One result has been the Israeli realisation among military and political generals that there is no solution to the Intifada offered by oppressive military measures, no matter how bloody. The last of the attempts at a military solution was when Sharon stood before Barak during the Camp David II negotiations and screamed "Barak is selling the land of Israel!" and raised the slogan "Let the army win", promising that if he were given the authority he would "defeat the Intifada and resistance in 100 days". It ended when he picked up the remains of his unsuccessful slogan and withdrew from the Gaza Strip.

The Cairo Declaration was significant because it crowned the third round of the Palestinian dialogue and drew an outline for reconsidering the role of a unified PLO and its institutions. The Cairo Declaration addressed the national requirements for the PLO's new birth under the banners of Intifada, resistance, freedom, independence and an end to settlement construction and occupation. During the period under consideration we should push for the generation of a unified national programme and a unified national leadership. We should strive for comprehensive democratic reform and the building of a new democratic parliamentary political system for the PA that would serve majority interests in the West Bank and Gaza Strip. This system would restructure the PA institutions on new coalition-based legislative and executive rules and put an end to the organisational monopoly that has thrived over the last 15 years.

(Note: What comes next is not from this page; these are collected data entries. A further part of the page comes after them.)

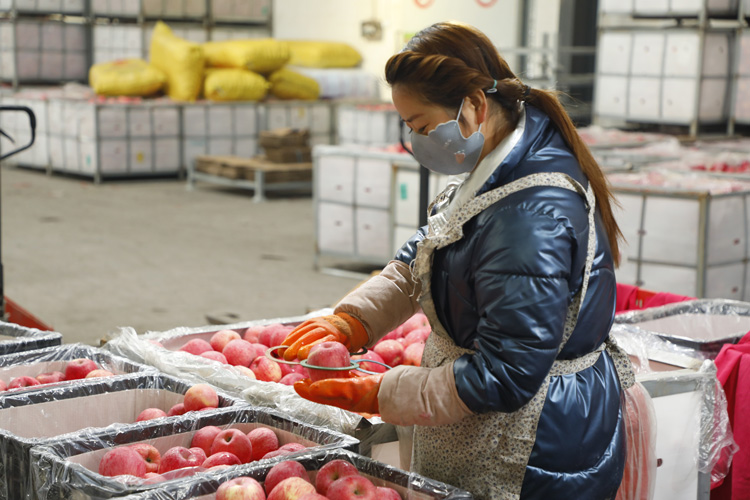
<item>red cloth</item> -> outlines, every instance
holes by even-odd
[[[639,304],[638,301],[643,303]],[[615,303],[615,313],[632,311],[633,309],[647,309],[649,307],[658,307],[674,302],[683,302],[693,300],[695,297],[677,295],[669,292],[648,292],[641,290],[637,286],[617,283],[617,302]]]
[[[711,500],[744,500],[750,498],[750,333],[737,344],[725,344],[714,363],[739,449],[724,481],[712,485]]]
[[[633,285],[617,284],[617,302],[615,302],[615,314],[635,309],[635,296],[638,287]]]
[[[695,300],[695,297],[687,297],[685,295],[677,295],[669,292],[659,292],[656,295],[643,300],[643,309],[674,304],[675,302],[684,302],[686,300]]]

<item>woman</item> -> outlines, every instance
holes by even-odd
[[[552,92],[521,83],[490,40],[418,33],[386,79],[425,167],[460,177],[429,223],[284,356],[371,346],[422,310],[422,367],[299,382],[313,401],[415,425],[412,468],[491,499],[614,498],[629,361],[608,342],[620,231],[607,182]]]

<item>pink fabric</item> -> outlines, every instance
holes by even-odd
[[[642,304],[638,303],[639,299],[643,300]],[[677,295],[669,292],[648,292],[646,290],[641,290],[637,286],[618,283],[615,314],[632,311],[633,309],[648,309],[649,307],[658,307],[694,299],[695,297]]]
[[[750,333],[724,345],[714,363],[739,450],[724,480],[711,485],[711,500],[744,500],[750,498]]]
[[[615,314],[619,312],[630,311],[635,309],[635,295],[638,293],[638,287],[633,285],[617,284],[617,302],[615,304]]]
[[[687,297],[685,295],[676,295],[674,293],[659,292],[653,297],[649,297],[643,301],[643,309],[649,307],[664,306],[667,304],[673,304],[675,302],[684,302],[686,300],[695,300],[695,297]]]

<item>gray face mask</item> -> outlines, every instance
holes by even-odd
[[[462,101],[455,120],[441,123],[427,135],[411,134],[412,154],[420,165],[447,175],[474,170],[484,147],[484,134],[480,124],[479,130],[469,137],[463,136],[458,125],[463,106]]]

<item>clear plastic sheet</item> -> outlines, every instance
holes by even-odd
[[[622,396],[626,461],[616,500],[650,500],[656,485],[656,414],[651,396],[636,382]]]
[[[658,369],[655,362],[697,370],[706,359],[701,351],[668,342],[634,325],[612,325],[610,335],[630,355],[636,375]]]
[[[750,331],[750,303],[688,300],[618,314],[615,323],[637,326],[668,342],[715,358],[721,346],[737,343]]]
[[[0,395],[0,499],[26,498],[29,450],[59,436],[75,438],[83,429],[135,422],[150,407],[182,402],[192,384],[163,374],[133,373],[82,379],[55,387]],[[219,393],[219,405],[244,405]],[[173,419],[177,417],[169,417]]]
[[[470,493],[453,486],[391,467],[346,450],[312,452],[297,456],[294,460],[300,462],[307,469],[311,481],[315,480],[316,472],[326,463],[332,460],[347,460],[357,467],[362,475],[370,479],[375,486],[393,488],[404,499],[470,500],[473,498]],[[271,467],[271,464],[258,467],[249,464],[222,473],[207,473],[191,481],[122,497],[121,500],[212,500],[215,498],[214,493],[221,483],[240,476],[252,477],[262,483]]]
[[[704,377],[702,394],[704,413],[701,415],[701,447],[698,469],[711,475],[711,483],[719,483],[729,473],[732,457],[739,449],[732,435],[727,412],[727,397],[716,378],[716,365],[706,360],[700,368]]]
[[[55,347],[46,347],[33,351],[24,351],[14,354],[0,356],[0,380],[6,384],[15,377],[28,376],[36,377],[42,373],[54,371],[65,372],[65,365],[68,361],[78,358],[86,358],[94,361],[101,369],[108,370],[114,375],[125,375],[136,372],[156,373],[152,366],[136,363],[122,356],[117,356],[97,347],[86,344],[64,344]],[[43,384],[39,386],[29,386],[16,391],[34,390],[41,388],[57,387],[64,384],[77,383],[80,380],[69,380]]]
[[[62,334],[0,321],[0,355],[62,344]]]
[[[167,481],[146,484],[135,477],[107,477],[98,469],[101,457],[112,447],[146,442],[162,454],[173,446],[189,447],[198,429],[215,425],[249,432],[257,427],[274,430],[280,444],[301,443],[309,449],[284,457],[275,457],[242,466],[223,469],[221,474],[235,474],[242,469],[270,468],[274,464],[319,450],[347,449],[356,451],[358,441],[330,429],[305,424],[274,410],[238,406],[208,412],[192,412],[172,419],[156,419],[128,425],[113,425],[74,436],[63,436],[31,451],[32,488],[42,499],[101,499],[120,497],[144,490],[184,489],[184,484],[201,480],[206,475],[218,477],[216,471],[202,467],[185,469]],[[166,477],[166,476],[165,476]],[[131,479],[127,481],[126,479]],[[158,497],[157,497],[158,498]],[[169,498],[169,497],[167,497]]]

All of these transformations should take place in accordance with the Cairo Declaration and enable the PLO to undertake its role in the battle of national liberation already waged by our people. They would provide the necessary resilience to continue the Intifada and resistance, and would purge the PLO's institutions of corruption in all its forms. They would ensure justice and realism, the practice of pluralistic politics, and provide guarantees of peaceful rotation of power, respect for the rule of law, separation of powers, and respect for the judiciary and adherence to its rulings. They would also guarantee public and private freedoms including freedom of the press, publishing, expression, organisation, political affiliation, public assembly and demonstration within the framework of law.

Sharon came to the conclusion that "the occupation cannot continue forever," and for the first time this conclusion was political in nature. As Sharon is a leading figure in the mythological and ideological claim that all of historic Palestine is the land of Israel, and due to his continued use of the phrase "painful concessions" and belief that the land of Israel was torn from live Israeli flesh, he arrived at this conclusion very late. He did so only after seas of blood had been shed and massacres had been carried out, from the West Bank Qubya village massacre of 1953 to the slaying of Arab prisoners at Adwan in 1967 to the massacres of Jenin, Nablus's Old City, Bethlehem's refugee camps, Beit Sahour, Tulkarem refugee camps, Khan Younis, Jabalya, Beit Lahiya, Rafah, and the assassinations that took place under operations named "Defensive Shield", "Determined Path", and so on and so on.

Yet the reactions caused by the Intifada have not stopped at regional borders. They first reached abroad to the European Union when it devised the "roadmap" and then with Bush's vision of two states announced on 24 June 2002 -- a Palestinian state and an Israeli state on the land of historical Palestine, the Holy Land. This was followed by the first Security Council resolution since 1947 -- UNSC Resolution 1397 -- calling for two states on the land of Palestine. It called for a Palestinian state on the territories occupied in 1967, but did not provide for return to behind 4 June 1967 lines. All the same, for the first time in 57 years, it called for the right of the Palestinian people to an independent state, a sovereignty prevented since the beginning of the 20th century.